If you’ve ever had to switch to a biosimilar drug—the cheaper, approved copycat versions of expensive biologic medications—you know how important it is that they work exactly like the original. This bill, the Biosimilar Inspection Modernization Act of 2025, is essentially an upgrade for how the FDA checks the factories that make these drugs, trading a standard schedule for a smarter, risk-based approach.

The Shift to Smart Inspections

Right now, inspections can feel a bit like a routine check-the-box exercise. This legislation changes that by requiring the Secretary of Health and Human Services (via the FDA) to create a risk-based inspection schedule within 180 days of the law passing (SEC. 1). Think of it like this: instead of inspecting every car factory every two years, the safety board would focus on the factory that had three recent recalls and a history of cutting corners. The FDA must prioritize inspections based on a facility’s compliance history, its record of recalls, and the inherent risk level of the specific biosimilar drug being produced.

For the average person, this means the FDA’s limited resources will be directed toward the facilities that pose the highest potential risk to public health. If a facility has a clean record and a history of satisfactory inspections—perhaps even by a trusted foreign partner—it might get inspected less often, allowing the agency to spend more time scrutinizing the sketchier operations. The bill does give the Secretary broad authority to include "Any other factors deemed necessary and appropriate to protect public health," which offers flexibility but also means the FDA gets a lot of discretion in defining what counts as a high risk.

Modernizing the Tool Kit

This bill isn't just about scheduling; it’s about bringing the FDA’s inspection methods into the 21st century. The legislation requires the FDA to update its processes to maximize the use of modern tools (SEC. 4). The big one here is the increased use of remote regulatory assessments. Instead of flying an inspector across the country or the world for a routine check, the FDA can use virtual tools, video conferencing, and digital document review to assess a facility’s compliance. This is a massive efficiency boost, especially for facilities located overseas, which make up a huge portion of the drug supply chain.

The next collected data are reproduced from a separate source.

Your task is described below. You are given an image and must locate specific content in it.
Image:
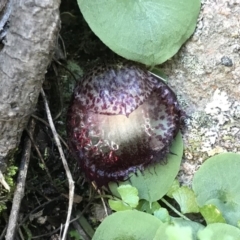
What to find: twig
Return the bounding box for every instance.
[18,227,25,240]
[53,59,78,83]
[58,34,67,59]
[5,118,35,240]
[51,63,63,121]
[92,182,109,217]
[160,197,191,221]
[25,128,54,185]
[0,226,7,240]
[31,114,69,149]
[0,170,10,191]
[41,88,74,240]
[148,70,167,82]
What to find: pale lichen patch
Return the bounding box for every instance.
[178,89,240,186]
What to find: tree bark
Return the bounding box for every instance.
[0,0,60,171]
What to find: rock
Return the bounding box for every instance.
[161,0,240,186]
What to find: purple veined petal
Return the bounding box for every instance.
[67,62,182,188]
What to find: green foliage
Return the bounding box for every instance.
[5,166,18,188]
[171,218,204,239]
[77,0,201,66]
[172,186,199,214]
[137,200,161,214]
[108,185,139,211]
[199,204,226,225]
[69,230,84,240]
[117,185,139,208]
[0,165,18,214]
[93,152,240,239]
[192,153,240,226]
[154,223,194,240]
[166,179,180,198]
[197,223,240,240]
[0,204,7,213]
[71,3,238,239]
[92,210,163,240]
[153,208,171,223]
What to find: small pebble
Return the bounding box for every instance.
[221,56,233,67]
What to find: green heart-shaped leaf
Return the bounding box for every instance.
[192,153,240,226]
[197,223,240,240]
[93,210,162,240]
[77,0,201,66]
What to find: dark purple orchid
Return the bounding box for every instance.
[67,62,182,188]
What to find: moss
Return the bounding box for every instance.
[0,158,18,214]
[4,165,18,188]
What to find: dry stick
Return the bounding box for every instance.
[91,182,109,217]
[160,198,191,221]
[31,114,69,149]
[41,88,75,240]
[25,128,54,185]
[5,118,35,240]
[0,226,7,240]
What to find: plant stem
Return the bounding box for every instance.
[160,198,191,221]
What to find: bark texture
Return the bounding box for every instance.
[0,0,11,40]
[0,0,60,171]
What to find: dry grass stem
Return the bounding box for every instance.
[41,88,74,240]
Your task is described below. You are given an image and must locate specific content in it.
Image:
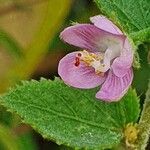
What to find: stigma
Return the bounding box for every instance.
[74,50,108,75]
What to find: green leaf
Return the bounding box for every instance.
[0,106,13,127]
[133,44,150,93]
[9,0,72,79]
[0,79,140,149]
[95,0,150,43]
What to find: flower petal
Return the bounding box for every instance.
[96,68,133,102]
[60,24,124,52]
[90,15,123,35]
[102,47,121,72]
[58,52,106,89]
[111,38,133,77]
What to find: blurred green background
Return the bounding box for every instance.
[0,0,149,150]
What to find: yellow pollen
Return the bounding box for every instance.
[102,64,105,67]
[80,50,103,66]
[77,50,107,75]
[95,71,105,76]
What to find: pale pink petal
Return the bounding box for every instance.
[102,47,121,72]
[90,15,123,35]
[96,69,133,102]
[60,24,124,52]
[58,52,106,89]
[111,38,133,77]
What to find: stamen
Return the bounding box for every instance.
[74,50,108,74]
[74,52,82,67]
[102,64,105,67]
[95,71,105,77]
[74,56,80,67]
[77,53,82,57]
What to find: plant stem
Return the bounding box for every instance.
[136,81,150,150]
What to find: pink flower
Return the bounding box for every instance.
[58,15,133,102]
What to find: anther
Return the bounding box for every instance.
[102,64,105,67]
[95,71,105,77]
[77,53,82,57]
[74,57,80,67]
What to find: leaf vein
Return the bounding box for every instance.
[10,100,120,131]
[112,1,142,30]
[82,92,120,127]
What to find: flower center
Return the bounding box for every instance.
[74,50,109,75]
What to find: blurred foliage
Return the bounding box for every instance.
[17,132,37,150]
[0,106,13,127]
[0,0,72,92]
[0,30,23,58]
[0,124,20,150]
[133,44,150,94]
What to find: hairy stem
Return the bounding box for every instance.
[136,81,150,150]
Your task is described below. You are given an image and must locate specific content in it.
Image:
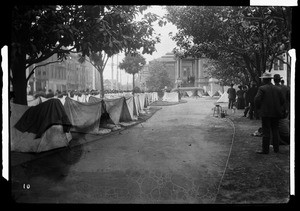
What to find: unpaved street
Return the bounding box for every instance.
[11,98,234,203]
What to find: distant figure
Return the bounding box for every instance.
[227,84,236,109]
[247,81,259,120]
[46,89,54,98]
[254,72,285,154]
[243,85,250,117]
[236,85,245,109]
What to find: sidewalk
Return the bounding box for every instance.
[214,105,291,204]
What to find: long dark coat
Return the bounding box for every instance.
[254,82,285,118]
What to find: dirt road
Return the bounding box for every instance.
[11,98,238,203]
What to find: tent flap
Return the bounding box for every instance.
[64,97,103,133]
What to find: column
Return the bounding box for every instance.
[92,66,95,90]
[194,59,198,87]
[116,54,119,90]
[179,59,182,78]
[198,59,201,86]
[176,59,179,79]
[111,55,114,90]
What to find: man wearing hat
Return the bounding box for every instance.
[254,72,285,154]
[273,74,290,145]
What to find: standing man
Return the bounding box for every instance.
[254,72,285,154]
[274,74,290,145]
[236,85,245,109]
[227,84,236,109]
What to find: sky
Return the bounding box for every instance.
[103,6,178,85]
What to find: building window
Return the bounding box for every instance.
[274,55,284,71]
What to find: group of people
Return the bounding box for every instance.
[31,89,100,99]
[30,89,137,99]
[227,73,290,155]
[227,82,260,120]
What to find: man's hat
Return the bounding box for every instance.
[259,72,273,79]
[273,74,283,80]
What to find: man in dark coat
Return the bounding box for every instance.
[227,84,236,109]
[254,72,285,154]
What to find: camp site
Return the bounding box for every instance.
[5,5,293,205]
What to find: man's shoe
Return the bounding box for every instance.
[256,151,269,154]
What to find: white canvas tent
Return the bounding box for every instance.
[217,91,229,103]
[103,97,133,125]
[162,92,179,102]
[27,97,41,106]
[64,97,104,133]
[125,96,138,120]
[10,103,72,153]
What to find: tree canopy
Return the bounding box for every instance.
[10,5,163,104]
[166,6,292,85]
[145,61,174,92]
[119,52,146,93]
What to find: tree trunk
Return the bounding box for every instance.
[132,73,135,94]
[99,69,105,98]
[11,53,28,105]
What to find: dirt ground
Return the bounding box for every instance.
[214,103,291,204]
[6,97,292,205]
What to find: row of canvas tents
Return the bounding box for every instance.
[11,92,158,153]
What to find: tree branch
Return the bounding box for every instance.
[276,54,291,69]
[26,59,64,82]
[26,51,57,68]
[26,44,75,68]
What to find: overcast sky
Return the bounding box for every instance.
[103,6,178,84]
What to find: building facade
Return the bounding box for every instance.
[27,53,100,94]
[137,52,211,91]
[269,52,291,86]
[137,51,291,94]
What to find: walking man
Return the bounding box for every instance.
[227,84,236,109]
[254,72,285,154]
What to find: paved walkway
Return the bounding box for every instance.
[11,97,235,203]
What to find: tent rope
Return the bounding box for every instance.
[213,116,236,203]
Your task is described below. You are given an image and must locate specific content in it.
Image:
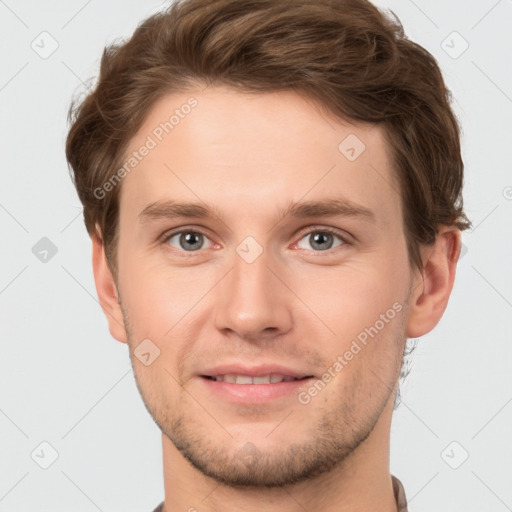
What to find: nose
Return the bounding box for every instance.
[213,243,293,342]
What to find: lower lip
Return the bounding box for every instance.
[199,376,314,403]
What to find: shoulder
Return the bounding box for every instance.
[391,474,409,512]
[151,501,164,512]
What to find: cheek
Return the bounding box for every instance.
[118,254,216,346]
[291,257,407,345]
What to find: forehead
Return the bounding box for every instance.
[119,86,401,228]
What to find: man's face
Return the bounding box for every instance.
[113,86,415,486]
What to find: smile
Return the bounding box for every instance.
[202,374,308,384]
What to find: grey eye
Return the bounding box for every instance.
[167,231,211,251]
[296,231,344,251]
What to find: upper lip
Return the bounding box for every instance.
[199,363,313,379]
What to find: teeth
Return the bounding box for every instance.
[235,375,253,384]
[211,374,300,384]
[253,375,271,384]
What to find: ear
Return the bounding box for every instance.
[406,226,462,338]
[91,233,128,344]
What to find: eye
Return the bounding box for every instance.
[161,226,349,255]
[165,230,213,252]
[295,228,347,252]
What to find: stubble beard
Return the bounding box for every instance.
[120,300,407,489]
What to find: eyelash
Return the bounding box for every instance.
[160,226,351,257]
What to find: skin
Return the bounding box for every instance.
[92,85,461,512]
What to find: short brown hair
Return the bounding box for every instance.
[65,0,471,273]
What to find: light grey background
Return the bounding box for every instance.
[1,1,511,510]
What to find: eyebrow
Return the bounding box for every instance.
[137,197,376,224]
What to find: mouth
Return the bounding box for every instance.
[197,366,315,403]
[201,374,312,384]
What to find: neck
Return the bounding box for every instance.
[160,392,398,512]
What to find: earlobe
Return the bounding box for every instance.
[405,227,461,339]
[91,234,128,344]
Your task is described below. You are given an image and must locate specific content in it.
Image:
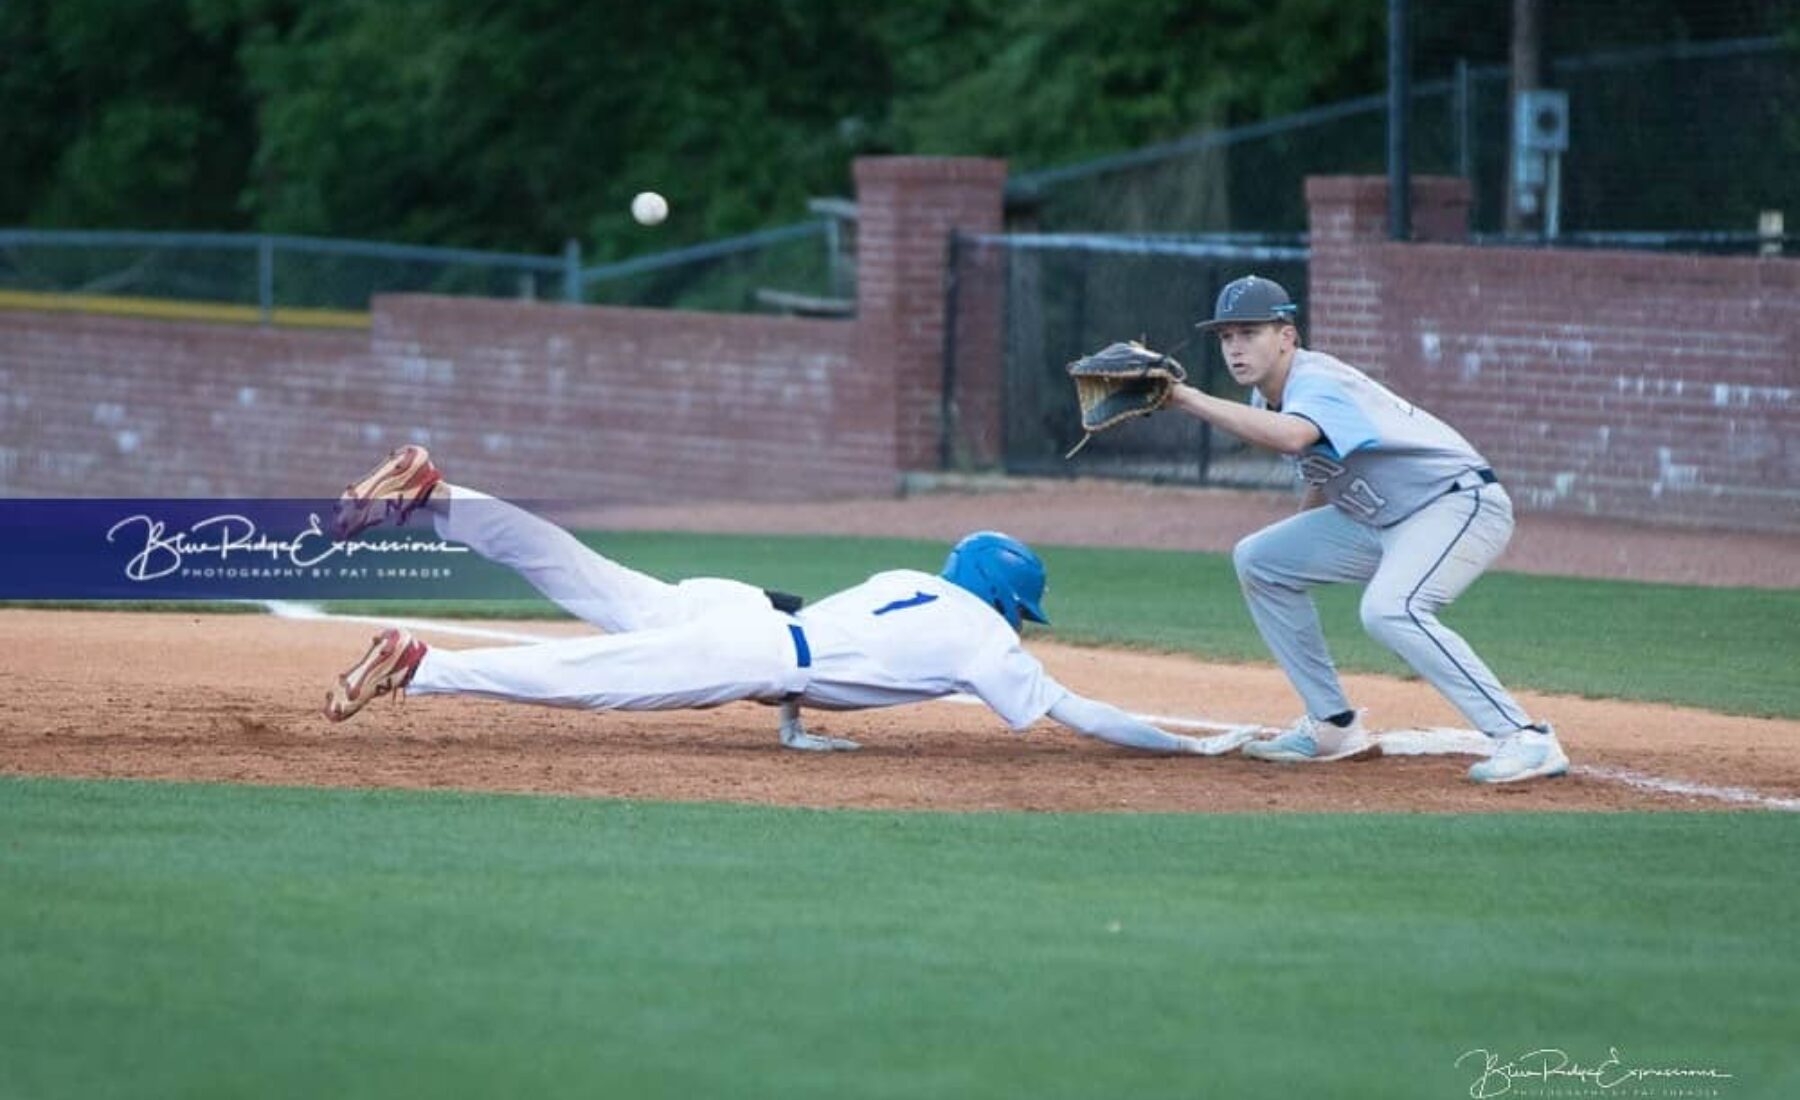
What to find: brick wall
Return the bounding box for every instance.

Furthermore, the bill pushes the FDA to lean more heavily on mutual recognition agreements with foreign governments (SEC. 3). If a trusted foreign regulatory body—say, in Europe or Canada—has already conducted a satisfactory inspection that meets U.S. standards, the FDA should be able to accept that report instead of duplicating the effort. To figure out how to best implement this, the Secretary has to hold a public meeting within 180 days to discuss expanding the use of these agreements, including for remote assessments and virtual interactions with foreign experts.

Fixing the Home Team

Finally, the bill acknowledges that simply having better tools isn't enough if the internal system is struggling. It mandates that the FDA develop a strategic plan within one year focused on improving domestic inspections (SEC. 5). This plan must tackle specific challenges like recruiting and retaining inspection staff, improving internal communication among FDA teams, and finding ways to communicate better with drug manufacturers earlier in the review process. This focus on staff and communication is crucial because the best policy in the world falls apart if the people implementing it are under-resourced or siloed. Ultimately, this bill is a procedural tune-up designed to make sure the biosimilar drugs you rely on are safe, while making the inspection process faster and more focused for everyone involved.